In order to recover damages under the Federal Employers’ Liability Act, an employee of a railroad must show that the railroad operated in interstate commerce, that the plaintiff was injured in the scope of his or her duties, and that the injury resulted “in whole or in part” from the employer’s negligence. What this means, the U.S. Supreme Court has held, is that if the railroad is responsible for the injury even slightly, the railroad is entirely liable. As a result, evidence which purports to show joint tortfeasors which would routinely be introduced in other tort cases never comes in in railroad cases.
But can the railroad try to prove that a third party was solely responsible for the employee’s injury? Last month, the Illinois Supreme Court unanimously held in Wardwell v. Union Pacific Railroad Company that the answer is “yes.”

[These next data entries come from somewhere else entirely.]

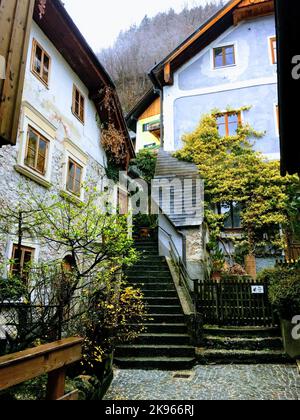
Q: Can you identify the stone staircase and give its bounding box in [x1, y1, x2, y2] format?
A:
[114, 237, 196, 370]
[197, 326, 291, 364]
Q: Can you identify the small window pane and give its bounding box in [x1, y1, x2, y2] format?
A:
[228, 114, 239, 135]
[214, 48, 223, 68]
[225, 46, 235, 65]
[43, 54, 50, 83]
[75, 166, 82, 183]
[25, 129, 38, 168]
[232, 202, 242, 228]
[34, 45, 42, 74]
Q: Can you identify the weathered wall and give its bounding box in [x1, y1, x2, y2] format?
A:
[0, 21, 108, 268]
[163, 15, 279, 158]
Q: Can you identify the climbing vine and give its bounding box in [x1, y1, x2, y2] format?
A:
[174, 112, 299, 257]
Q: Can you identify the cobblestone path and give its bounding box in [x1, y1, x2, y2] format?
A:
[105, 365, 300, 400]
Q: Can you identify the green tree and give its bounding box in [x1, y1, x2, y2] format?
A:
[0, 187, 144, 357]
[174, 113, 299, 258]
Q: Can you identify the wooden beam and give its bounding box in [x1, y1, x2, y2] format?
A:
[0, 0, 35, 146]
[0, 337, 83, 391]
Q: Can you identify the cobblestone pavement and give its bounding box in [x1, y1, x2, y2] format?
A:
[105, 365, 300, 400]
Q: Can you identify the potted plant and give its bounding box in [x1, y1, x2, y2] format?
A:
[208, 242, 226, 282]
[258, 265, 300, 358]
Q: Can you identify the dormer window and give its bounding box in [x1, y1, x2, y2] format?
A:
[213, 45, 235, 68]
[31, 39, 51, 86]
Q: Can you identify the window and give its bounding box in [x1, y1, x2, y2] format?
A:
[24, 126, 49, 175]
[31, 39, 51, 86]
[216, 112, 241, 136]
[11, 245, 35, 281]
[72, 85, 85, 123]
[276, 105, 279, 131]
[66, 158, 83, 196]
[213, 45, 235, 68]
[143, 121, 160, 132]
[218, 203, 242, 230]
[270, 37, 277, 64]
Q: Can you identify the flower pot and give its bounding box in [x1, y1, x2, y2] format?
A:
[211, 271, 222, 282]
[280, 319, 300, 359]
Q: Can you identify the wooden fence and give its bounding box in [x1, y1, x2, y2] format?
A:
[0, 337, 83, 400]
[195, 278, 275, 327]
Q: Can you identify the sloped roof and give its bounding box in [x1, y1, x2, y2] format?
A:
[33, 0, 135, 161]
[126, 88, 159, 132]
[153, 149, 203, 228]
[149, 0, 274, 88]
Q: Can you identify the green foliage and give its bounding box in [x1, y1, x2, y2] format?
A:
[0, 187, 144, 364]
[78, 278, 145, 371]
[0, 277, 27, 301]
[258, 266, 300, 319]
[174, 113, 299, 255]
[133, 213, 158, 229]
[129, 149, 158, 184]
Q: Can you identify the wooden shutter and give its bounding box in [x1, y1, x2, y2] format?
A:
[0, 0, 35, 147]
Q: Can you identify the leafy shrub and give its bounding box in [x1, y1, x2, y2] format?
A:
[258, 267, 300, 319]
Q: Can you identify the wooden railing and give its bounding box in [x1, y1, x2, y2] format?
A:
[0, 337, 83, 400]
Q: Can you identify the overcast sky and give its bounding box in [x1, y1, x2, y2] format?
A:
[63, 0, 213, 52]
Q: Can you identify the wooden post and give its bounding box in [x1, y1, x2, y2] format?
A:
[46, 367, 66, 400]
[245, 254, 257, 279]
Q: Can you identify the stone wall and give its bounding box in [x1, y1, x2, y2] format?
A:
[0, 138, 106, 269]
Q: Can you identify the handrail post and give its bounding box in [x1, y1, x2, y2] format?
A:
[46, 367, 66, 401]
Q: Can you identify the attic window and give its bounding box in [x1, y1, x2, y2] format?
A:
[72, 85, 85, 124]
[31, 39, 51, 86]
[213, 45, 235, 68]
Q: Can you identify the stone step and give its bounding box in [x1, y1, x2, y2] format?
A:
[114, 357, 196, 370]
[127, 270, 172, 280]
[143, 297, 180, 306]
[127, 266, 170, 274]
[203, 326, 281, 338]
[204, 335, 283, 351]
[144, 314, 186, 324]
[116, 345, 195, 358]
[146, 305, 183, 315]
[196, 349, 291, 365]
[137, 256, 166, 262]
[142, 290, 178, 298]
[142, 323, 188, 334]
[134, 283, 176, 291]
[135, 333, 191, 345]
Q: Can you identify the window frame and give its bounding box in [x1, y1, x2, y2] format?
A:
[31, 39, 51, 87]
[217, 202, 242, 231]
[24, 125, 49, 176]
[269, 36, 277, 65]
[11, 244, 35, 281]
[213, 44, 236, 69]
[66, 158, 83, 197]
[72, 85, 85, 124]
[216, 111, 242, 137]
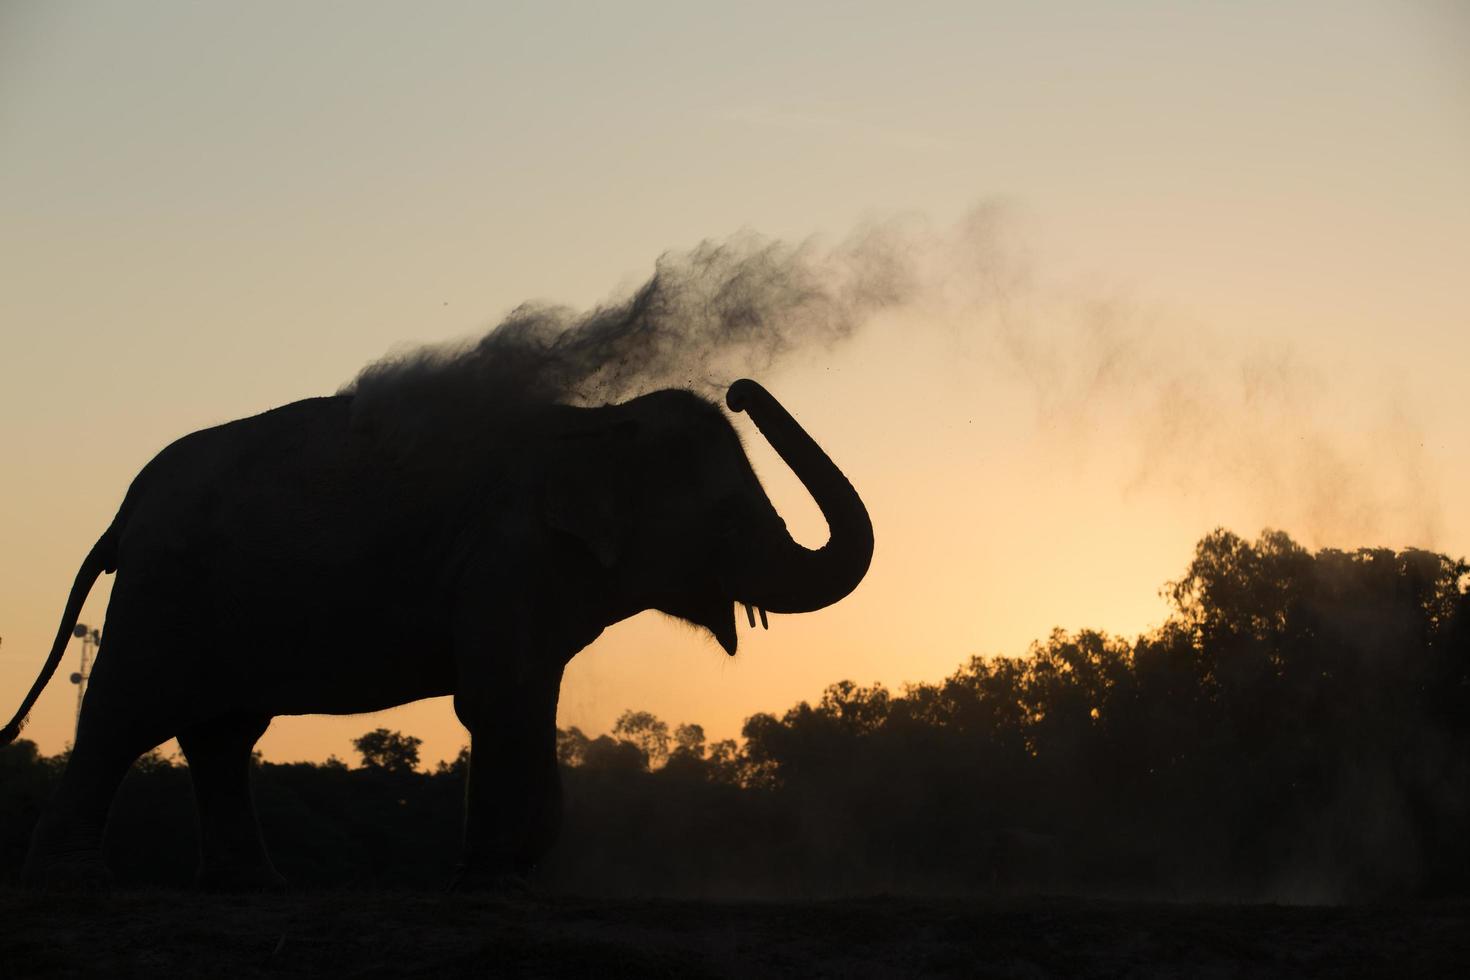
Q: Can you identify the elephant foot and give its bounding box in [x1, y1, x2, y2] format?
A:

Plaintiff was riding in a van owned by his railroad employer and driven by an agent of the railroad. The van was rear-ended by a vehicle driven by a third party, and the plaintiff suffered disabling injuries. Plaintiff filed a FELA suit, alleging that his vehicle had negligently cut in front of the third party, causing the accident at least in part. At trial, the driver of the plaintiff’s vehicle testified that she activated her turn signal, checked her side mirror, and then made a lane change. The van was hit twenty seconds later. The third party driver testified at trial that she was intoxicated at the time of the collision, was arrested at the scene, and that she had not seen the van – she either “fell asleep or was blacked out” prior to the collision. Further evidence suggested that the third party was traveling ten to fifteen miles per hour over the speed limit.
The jury returned a verdict for the railroad. The plaintiff moved for a new trial, arguing that the defendant had been allowed to argue that the third party was the sole cause of the accident, and that the “sole cause defense” was not permitted in a FELA action. The trial court denied the motion, but the Appellate Court reversed.
The Supreme Court reversed the Appellate Court. The problem with the Appellate Court’s holding, the Court said, was that in order to determine whether the railroad was even to a smallest degree responsible for an accident, the jury would have to consider all the evidence – including the possibility that a third party was entirely responsible. Keeping the jury from considering the third party’s negligence would render the circumstances incomprehensible and all but eviscerate the FELA standard of liability. The Court noted that its holding was consistent with the holdings of several other courts, including the U.S. Supreme Court, that no recovery is possible under FELA where the plaintiff is completely responsible for his or her own injury.
Justice Kilbride filed a special concurrence, arguing that the standard federal instruction for causation under FELA, which emphasizes the scope of the potential liability of the defendant, should be given in Illinois.